Chadwick Boseman is no longer the newest addition to the Marvel family — that honor now goes to Brie Larson — but he still hasn't gotten used to the glaring spotlight that comes with being in one of the largest franchises in history. Boseman appeared during Marvel's megapanel at Comic-Con over the weekend and was welcomed by thousands of fans screaming his name, kids dressed up as Black Panther, and some hard-hitting questions about Captain America: Civil War (out Sept. 13) from yours truly. Here's what he had to say about his fans, Robert Downey Jr., and that end-credits scene.
POPSUGAR: What has it been like being at Comic-Con knowing you're representing such an important character like Black Panther?
Chadwick Boseman: I didn't quite know what to expect. I heard it was a lot of people, but when you see it —
PS: Could you see it?
CB: Yeah the lights won't allow you to see it all, but you definitely hear it. It's a powerful thing to see and hear people screaming your name and the character's name. Part of it is that I sort of stay removed from it. I went to the theaters to watch it.

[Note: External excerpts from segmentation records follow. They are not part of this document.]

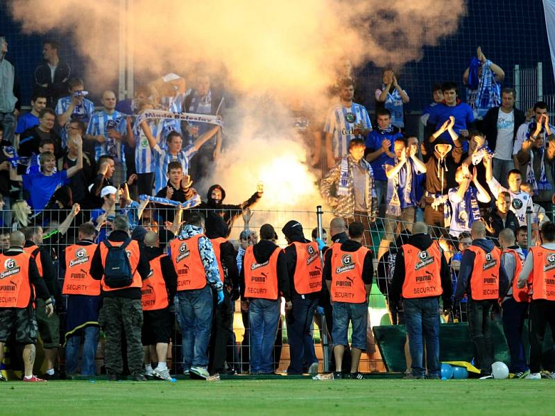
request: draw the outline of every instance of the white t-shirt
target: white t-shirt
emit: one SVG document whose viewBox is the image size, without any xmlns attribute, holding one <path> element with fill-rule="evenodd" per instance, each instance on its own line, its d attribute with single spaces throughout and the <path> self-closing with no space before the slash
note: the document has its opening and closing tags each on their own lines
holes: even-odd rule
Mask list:
<svg viewBox="0 0 555 416">
<path fill-rule="evenodd" d="M 528 207 L 530 207 L 531 209 L 533 208 L 532 197 L 527 192 L 522 192 L 522 191 L 513 192 L 510 189 L 504 188 L 495 177 L 492 177 L 491 180 L 488 181 L 488 186 L 490 187 L 491 193 L 495 197 L 495 199 L 497 199 L 500 193 L 504 191 L 509 192 L 511 196 L 511 207 L 509 209 L 515 213 L 520 226 L 526 225 L 526 209 Z"/>
<path fill-rule="evenodd" d="M 512 160 L 513 132 L 515 129 L 515 112 L 510 113 L 499 110 L 497 117 L 497 142 L 495 145 L 495 159 Z"/>
</svg>

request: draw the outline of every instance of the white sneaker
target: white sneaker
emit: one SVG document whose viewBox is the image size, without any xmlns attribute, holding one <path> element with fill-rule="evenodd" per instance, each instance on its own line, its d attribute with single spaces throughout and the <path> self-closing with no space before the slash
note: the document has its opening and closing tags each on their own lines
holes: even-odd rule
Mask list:
<svg viewBox="0 0 555 416">
<path fill-rule="evenodd" d="M 153 374 L 154 374 L 155 377 L 160 379 L 160 380 L 165 380 L 166 381 L 175 381 L 175 379 L 170 375 L 169 370 L 167 368 L 164 368 L 164 370 L 158 370 L 156 368 L 153 371 Z"/>
<path fill-rule="evenodd" d="M 196 374 L 197 376 L 202 377 L 203 379 L 207 379 L 210 376 L 210 373 L 208 372 L 208 370 L 206 370 L 204 367 L 197 367 L 196 365 L 193 365 L 189 370 L 189 373 L 192 373 L 194 374 Z"/>
<path fill-rule="evenodd" d="M 318 361 L 312 363 L 310 367 L 308 367 L 308 374 L 311 376 L 314 376 L 318 374 Z"/>
<path fill-rule="evenodd" d="M 530 373 L 524 377 L 526 380 L 540 380 L 542 375 L 540 373 Z"/>
</svg>

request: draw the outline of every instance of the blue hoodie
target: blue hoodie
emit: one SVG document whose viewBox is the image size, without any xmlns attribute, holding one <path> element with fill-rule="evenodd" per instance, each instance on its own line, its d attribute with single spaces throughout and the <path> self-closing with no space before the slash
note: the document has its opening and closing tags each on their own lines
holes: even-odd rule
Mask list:
<svg viewBox="0 0 555 416">
<path fill-rule="evenodd" d="M 472 243 L 472 245 L 479 247 L 489 253 L 495 247 L 491 240 L 486 239 L 477 239 Z M 472 292 L 470 291 L 470 279 L 472 277 L 472 269 L 474 268 L 474 260 L 476 254 L 470 250 L 466 250 L 463 252 L 463 259 L 461 260 L 461 268 L 459 270 L 459 279 L 456 282 L 456 291 L 455 292 L 455 300 L 460 301 L 463 299 L 465 292 L 468 295 L 468 299 L 472 299 Z M 509 277 L 507 277 L 503 263 L 500 265 L 499 268 L 499 292 L 505 293 L 509 287 Z"/>
<path fill-rule="evenodd" d="M 188 224 L 179 233 L 179 239 L 187 240 L 199 234 L 203 234 L 201 228 Z M 207 282 L 214 290 L 217 291 L 221 291 L 223 286 L 220 280 L 220 271 L 218 268 L 216 256 L 214 254 L 212 244 L 208 237 L 203 236 L 198 239 L 198 252 L 200 254 L 200 260 L 202 260 L 203 266 L 204 266 Z M 169 245 L 168 245 L 168 256 L 171 257 L 171 253 L 169 252 Z"/>
</svg>

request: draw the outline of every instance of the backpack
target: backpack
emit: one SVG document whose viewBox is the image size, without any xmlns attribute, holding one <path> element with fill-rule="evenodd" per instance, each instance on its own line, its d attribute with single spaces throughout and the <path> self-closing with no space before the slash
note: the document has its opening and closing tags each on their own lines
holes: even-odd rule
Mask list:
<svg viewBox="0 0 555 416">
<path fill-rule="evenodd" d="M 104 241 L 108 249 L 104 264 L 104 283 L 109 288 L 124 288 L 133 281 L 133 272 L 126 252 L 130 242 L 131 239 L 128 239 L 121 245 L 112 245 L 108 240 Z"/>
</svg>

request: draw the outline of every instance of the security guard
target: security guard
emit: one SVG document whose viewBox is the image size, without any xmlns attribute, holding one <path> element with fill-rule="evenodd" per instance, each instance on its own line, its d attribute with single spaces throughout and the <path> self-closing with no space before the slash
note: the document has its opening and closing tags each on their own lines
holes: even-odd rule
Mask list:
<svg viewBox="0 0 555 416">
<path fill-rule="evenodd" d="M 555 339 L 555 224 L 544 223 L 540 236 L 542 244 L 528 252 L 517 284 L 518 288 L 524 288 L 531 278 L 530 374 L 527 379 L 541 379 L 542 350 L 548 324 Z M 547 372 L 546 376 L 553 379 L 555 373 Z"/>
<path fill-rule="evenodd" d="M 171 259 L 164 254 L 160 245 L 157 233 L 149 231 L 145 234 L 143 253 L 148 260 L 151 272 L 143 280 L 141 290 L 142 343 L 145 347 L 155 345 L 157 358 L 157 365 L 154 370 L 152 370 L 151 362 L 155 360 L 150 359 L 145 363 L 146 374 L 161 380 L 172 381 L 166 360 L 174 320 L 170 307 L 176 295 L 178 276 Z"/>
<path fill-rule="evenodd" d="M 121 356 L 121 337 L 127 342 L 127 363 L 135 381 L 146 381 L 141 342 L 143 311 L 141 303 L 142 280 L 148 277 L 151 268 L 146 257 L 141 253 L 139 243 L 130 241 L 129 222 L 120 215 L 112 223 L 112 232 L 108 239 L 112 246 L 128 244 L 126 252 L 129 259 L 131 282 L 121 288 L 113 288 L 106 282 L 104 266 L 108 253 L 106 241 L 99 244 L 92 257 L 90 273 L 92 278 L 101 281 L 103 304 L 101 313 L 105 320 L 106 349 L 104 361 L 108 379 L 119 379 L 123 371 Z"/>
<path fill-rule="evenodd" d="M 293 304 L 285 314 L 291 355 L 287 374 L 302 373 L 304 362 L 309 374 L 315 374 L 318 363 L 310 327 L 322 290 L 320 252 L 317 243 L 305 238 L 298 221 L 289 221 L 282 231 L 289 243 L 284 251 Z"/>
<path fill-rule="evenodd" d="M 486 226 L 477 221 L 472 225 L 472 245 L 461 260 L 455 301 L 468 296 L 466 313 L 470 339 L 475 349 L 475 365 L 483 376 L 491 374 L 493 338 L 491 335 L 491 308 L 509 285 L 505 269 L 501 267 L 501 251 L 486 239 Z"/>
<path fill-rule="evenodd" d="M 94 356 L 99 345 L 99 313 L 102 299 L 100 281 L 91 276 L 91 262 L 96 250 L 92 223 L 83 223 L 78 228 L 79 241 L 66 248 L 60 255 L 65 277 L 62 293 L 67 295 L 65 356 L 68 374 L 77 373 L 79 348 L 83 338 L 81 375 L 94 376 Z"/>
<path fill-rule="evenodd" d="M 260 241 L 247 247 L 239 275 L 241 308 L 248 309 L 250 325 L 251 374 L 274 372 L 272 352 L 281 318 L 280 297 L 285 297 L 286 310 L 292 306 L 285 257 L 273 243 L 275 237 L 272 225 L 260 227 Z"/>
<path fill-rule="evenodd" d="M 38 327 L 35 315 L 35 295 L 44 301 L 46 316 L 54 313 L 50 293 L 39 275 L 34 259 L 23 246 L 25 236 L 16 231 L 10 236 L 10 248 L 0 254 L 0 363 L 3 360 L 4 345 L 15 330 L 15 342 L 24 345 L 24 381 L 44 381 L 33 375 Z M 6 381 L 0 373 L 0 381 Z"/>
<path fill-rule="evenodd" d="M 411 373 L 405 378 L 424 379 L 427 367 L 429 378 L 438 379 L 439 297 L 443 298 L 443 309 L 448 310 L 452 291 L 451 277 L 439 244 L 428 234 L 428 226 L 415 223 L 413 232 L 395 257 L 390 302 L 396 303 L 400 295 L 403 299 L 411 358 Z"/>
<path fill-rule="evenodd" d="M 351 337 L 350 378 L 361 379 L 359 363 L 366 349 L 368 296 L 372 286 L 374 265 L 372 252 L 361 245 L 364 227 L 355 221 L 349 225 L 349 240 L 334 244 L 325 255 L 324 279 L 332 297 L 335 356 L 334 379 L 341 379 L 345 347 L 348 345 L 349 321 Z"/>
</svg>

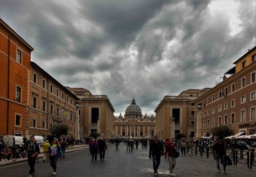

PS: Did people know you were there?
CB: No. I snuck in. But you see that sense of responsibility after the fact that people have taken it home. Some people have seen the movie more than one time. I think the biggest thing yesterday was seeing the little kids with the masks on, and having their parents say "Tell him, tell him!" And they'll say something like, "You're my favorite character!" And it's not just black kids, it's white kids, Latino kids, Asian kids.
PS: So you've been able to connect with fans here at Comic-Con?
CB: Yeah, I feel like that's even more than the big response, it's those little interactions.
PS: Can you talk about what it was like on the Civil War set? Who was your favorite to work with?
CB: I showed up, and my first day I wasn't even working, I was just watching them do the scene where they're deciding whether or not they're going to sign up to allow themselves to be controlled. It was [Robert] Downey [Jr.], Don Cheadle, [Anthony] Mackie, Scarlett [Johansson], Paul Bettany – they're all in the same room – and it was like, "Wow, I'm gonna be in that in a couple days." You want to be in that place as an actor where you're with other actors like them. As far as fun, I think Downey is fun to watch, because he changes his performance so much from take to take. Mackie is a lot of energy as well, but everybody is so focused, everybody is at the top of their game.
PS: When it comes to your costume, are there any specific nods to your character that you think are interesting?
CB: What I love about the costume is the potential to have things that are dangerous, that are good weapons, on every part. So the forearms have spikes on them, the elbows originally had spikes on them, obviously the claws, the Vibranium weave – that was obviously something from the comics. I think there will be a lot more to come that will be revealed. I like the fact that they didn't give it all away. They just did enough and they left it where a lot of the technology can still be revealed. There are some things about the mask that we're experimenting with and I like the fact that they're trying things. Because Wakanda is supposedly technologically advanced, there's room to change those things and adjust his suit, because he is advancing.
PS: Knowing that end-credits sequences have become a signature for Marvel, how did it feel when you found out Civil War's scene would be dedicated to Black Panther?
CB: It made me feel confident. They've been saying they were gonna do it and my purpose of this movie – part of it – was to further the storyline they already had. It felt like Black Panther was a strong character to do that third storyline, but it was also to introduce the character and make people be ready. The fact that they did that let me know that they thought he was strong enough.